Avrupa Birliği üyeleri arasında ekonomik ve teknolojik gelişmeler çok hızlı ilerlemesine karşılık politik ve hukuki süreç tabiatıyla daha yavaş sürdürülmektedir. Buna bağlı olarak öğretim programları Avrupa Birliğinin gelecek için en büyük açmazı olarak durmaktadır. Çünkü bu sahada hukuki, kültürel, ulusal, sosyal, psikolojik ve siyasi birçok sebep varlığını henüz devam ettirmektedir. Ancak buna rağmen mesleki, akademik ve sosyal hareketliliği sağlayan, toplumların birbirlerini tanımalarına ve kabul etmelerine yönelik Erasmus, Lingua, Eurotechnet ve Petra gibi programların204 uygulamaya konulduğu ve Birlikçe de ekonomik olarak desteklendiği bilinmektedir (Scheiher 1993,s.17-18).

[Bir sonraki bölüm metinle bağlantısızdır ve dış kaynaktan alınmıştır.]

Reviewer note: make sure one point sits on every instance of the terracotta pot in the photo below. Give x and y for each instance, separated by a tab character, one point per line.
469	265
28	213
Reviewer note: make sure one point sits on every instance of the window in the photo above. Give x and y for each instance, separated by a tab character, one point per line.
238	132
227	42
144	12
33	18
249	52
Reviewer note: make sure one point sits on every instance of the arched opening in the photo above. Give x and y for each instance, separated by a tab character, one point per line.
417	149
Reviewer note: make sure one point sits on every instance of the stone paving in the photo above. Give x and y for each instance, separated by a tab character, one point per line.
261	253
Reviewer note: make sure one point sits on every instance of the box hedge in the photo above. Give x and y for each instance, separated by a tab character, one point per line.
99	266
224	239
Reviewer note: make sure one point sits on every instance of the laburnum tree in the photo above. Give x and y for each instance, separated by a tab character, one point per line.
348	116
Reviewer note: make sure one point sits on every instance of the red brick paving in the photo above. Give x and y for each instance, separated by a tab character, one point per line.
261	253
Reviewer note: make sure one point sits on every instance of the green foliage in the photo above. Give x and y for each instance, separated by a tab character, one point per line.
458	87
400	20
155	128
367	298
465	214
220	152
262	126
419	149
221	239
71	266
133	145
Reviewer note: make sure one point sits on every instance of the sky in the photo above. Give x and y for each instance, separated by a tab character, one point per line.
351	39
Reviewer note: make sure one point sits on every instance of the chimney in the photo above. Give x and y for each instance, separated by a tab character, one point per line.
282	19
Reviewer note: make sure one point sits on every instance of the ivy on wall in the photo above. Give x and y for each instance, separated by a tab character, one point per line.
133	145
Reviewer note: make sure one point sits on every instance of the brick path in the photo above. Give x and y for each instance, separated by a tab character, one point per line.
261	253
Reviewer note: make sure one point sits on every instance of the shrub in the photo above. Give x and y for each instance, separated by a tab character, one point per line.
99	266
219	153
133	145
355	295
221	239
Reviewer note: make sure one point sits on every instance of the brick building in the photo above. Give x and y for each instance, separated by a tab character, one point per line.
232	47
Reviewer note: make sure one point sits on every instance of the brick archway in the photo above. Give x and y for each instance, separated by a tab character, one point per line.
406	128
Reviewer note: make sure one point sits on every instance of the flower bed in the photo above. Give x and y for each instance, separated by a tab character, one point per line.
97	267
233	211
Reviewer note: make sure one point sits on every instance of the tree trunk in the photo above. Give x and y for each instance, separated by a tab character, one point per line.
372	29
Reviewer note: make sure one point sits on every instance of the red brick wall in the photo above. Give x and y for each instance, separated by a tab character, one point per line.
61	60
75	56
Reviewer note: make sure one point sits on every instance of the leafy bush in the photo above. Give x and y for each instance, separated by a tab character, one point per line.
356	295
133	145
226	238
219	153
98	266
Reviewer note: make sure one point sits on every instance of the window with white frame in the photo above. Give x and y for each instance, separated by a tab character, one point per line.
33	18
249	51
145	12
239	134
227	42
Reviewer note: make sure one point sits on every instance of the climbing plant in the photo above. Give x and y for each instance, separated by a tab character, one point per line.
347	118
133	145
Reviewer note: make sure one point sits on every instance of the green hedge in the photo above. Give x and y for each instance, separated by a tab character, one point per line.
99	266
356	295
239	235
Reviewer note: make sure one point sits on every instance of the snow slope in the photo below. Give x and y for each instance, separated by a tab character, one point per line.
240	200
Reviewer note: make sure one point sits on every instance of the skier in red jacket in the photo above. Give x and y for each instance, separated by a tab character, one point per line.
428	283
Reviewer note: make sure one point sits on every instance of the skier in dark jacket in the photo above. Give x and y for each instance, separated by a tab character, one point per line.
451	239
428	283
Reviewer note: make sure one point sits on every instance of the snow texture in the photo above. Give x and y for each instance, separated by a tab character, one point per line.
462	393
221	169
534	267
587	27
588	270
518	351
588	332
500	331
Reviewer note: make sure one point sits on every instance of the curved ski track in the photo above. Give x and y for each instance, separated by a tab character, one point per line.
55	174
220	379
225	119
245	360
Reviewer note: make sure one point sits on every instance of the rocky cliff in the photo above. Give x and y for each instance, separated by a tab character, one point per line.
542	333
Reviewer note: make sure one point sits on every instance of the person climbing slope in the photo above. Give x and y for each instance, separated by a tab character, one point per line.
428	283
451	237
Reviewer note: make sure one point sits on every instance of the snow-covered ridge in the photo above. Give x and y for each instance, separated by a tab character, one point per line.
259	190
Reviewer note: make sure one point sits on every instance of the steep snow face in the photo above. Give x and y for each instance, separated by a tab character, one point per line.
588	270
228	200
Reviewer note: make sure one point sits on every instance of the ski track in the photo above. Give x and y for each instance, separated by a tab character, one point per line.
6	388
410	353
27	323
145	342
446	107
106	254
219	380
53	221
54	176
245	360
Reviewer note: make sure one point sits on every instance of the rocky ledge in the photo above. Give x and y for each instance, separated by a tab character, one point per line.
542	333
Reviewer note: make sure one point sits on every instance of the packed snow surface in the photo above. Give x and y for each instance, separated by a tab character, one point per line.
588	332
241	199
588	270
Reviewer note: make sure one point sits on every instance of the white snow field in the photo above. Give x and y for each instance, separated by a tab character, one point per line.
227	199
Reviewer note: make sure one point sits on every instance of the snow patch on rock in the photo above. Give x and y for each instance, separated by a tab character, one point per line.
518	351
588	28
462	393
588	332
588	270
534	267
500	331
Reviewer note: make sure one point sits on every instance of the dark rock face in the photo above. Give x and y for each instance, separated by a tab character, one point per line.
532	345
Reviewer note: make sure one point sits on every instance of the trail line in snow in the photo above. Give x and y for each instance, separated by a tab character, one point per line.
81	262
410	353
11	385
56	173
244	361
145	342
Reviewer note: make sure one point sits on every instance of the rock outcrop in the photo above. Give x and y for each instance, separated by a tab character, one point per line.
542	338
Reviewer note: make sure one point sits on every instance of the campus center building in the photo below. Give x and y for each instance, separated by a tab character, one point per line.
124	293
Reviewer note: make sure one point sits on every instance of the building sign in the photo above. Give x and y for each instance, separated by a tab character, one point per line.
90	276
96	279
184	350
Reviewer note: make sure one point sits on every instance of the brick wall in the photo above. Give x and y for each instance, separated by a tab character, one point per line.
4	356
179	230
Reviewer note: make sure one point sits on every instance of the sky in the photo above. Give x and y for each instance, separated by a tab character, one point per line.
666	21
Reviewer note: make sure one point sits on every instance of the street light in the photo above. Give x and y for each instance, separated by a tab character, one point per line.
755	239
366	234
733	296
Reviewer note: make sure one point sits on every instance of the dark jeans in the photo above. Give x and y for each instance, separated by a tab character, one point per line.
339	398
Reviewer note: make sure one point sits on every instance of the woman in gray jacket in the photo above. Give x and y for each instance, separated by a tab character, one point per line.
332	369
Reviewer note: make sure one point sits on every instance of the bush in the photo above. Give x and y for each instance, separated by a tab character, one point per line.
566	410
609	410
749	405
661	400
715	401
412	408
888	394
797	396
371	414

Gelecek için ulusal devletlerin siyasi yapılarının zorlanmasına yönelik endişeler burada da söz konusu olarak varlığını hissettirmektedir. Her alanda birlik parolası ile yola çıkan Kıta Avrupa’sının güçlü devletleri kültürel, toplumsal ve siyasi birliği sağlamada en temel prensipleri öğretim programlarında bulmaktadırlar. “Öğretim politikası, Avrupa birliğinde özel bir öneme sahiptir. Avrupa Birliğinin gerçekleştirilmesinde öğretim programlarının payı asla vazgeçilemeyen olarak telakki edilir”(Aktaran Berggreen 1993,s.46) ifadeleri bu öneme atıfta bulunmaktadır. Avrupa Birliği üyesi ülkeler arasında varılan mutabakatlar ve yapılan sözleşmeler sonucunda diploma denklikleri, programlar arasındaki koordinasyon çalışmaları öğrenci değişimi ve diğer açılımlar elbette Batı medeniyetini yakalayabilme adına güzel teşebbüslerdir. Berggreen Avrupa Birliği Komisyonunun 1988 de almış olduğu kararda “Öğretim politikası, Avrupa entegrasyonunun kalbi parçasıdır”. Yine Avrupa Birliği Komisyonu 1987 de yayımladığı raporunda “Bir zamanlar Latince dili yoluyla bütün öğrencileri, araştırmacıları birleşmiş bir Avrupa’da, öğretimde ve dil problemindeki farklı yapılar vatandaşların sosyal hareketliliği için engel teşkil etmemelidir(Berggreen 1993,s.46) şeklindeki kararlar öğretim birliğini gerçekleştirmek azminde olan bir Avrupa Birliğini karşımıza çıkarmaktadır.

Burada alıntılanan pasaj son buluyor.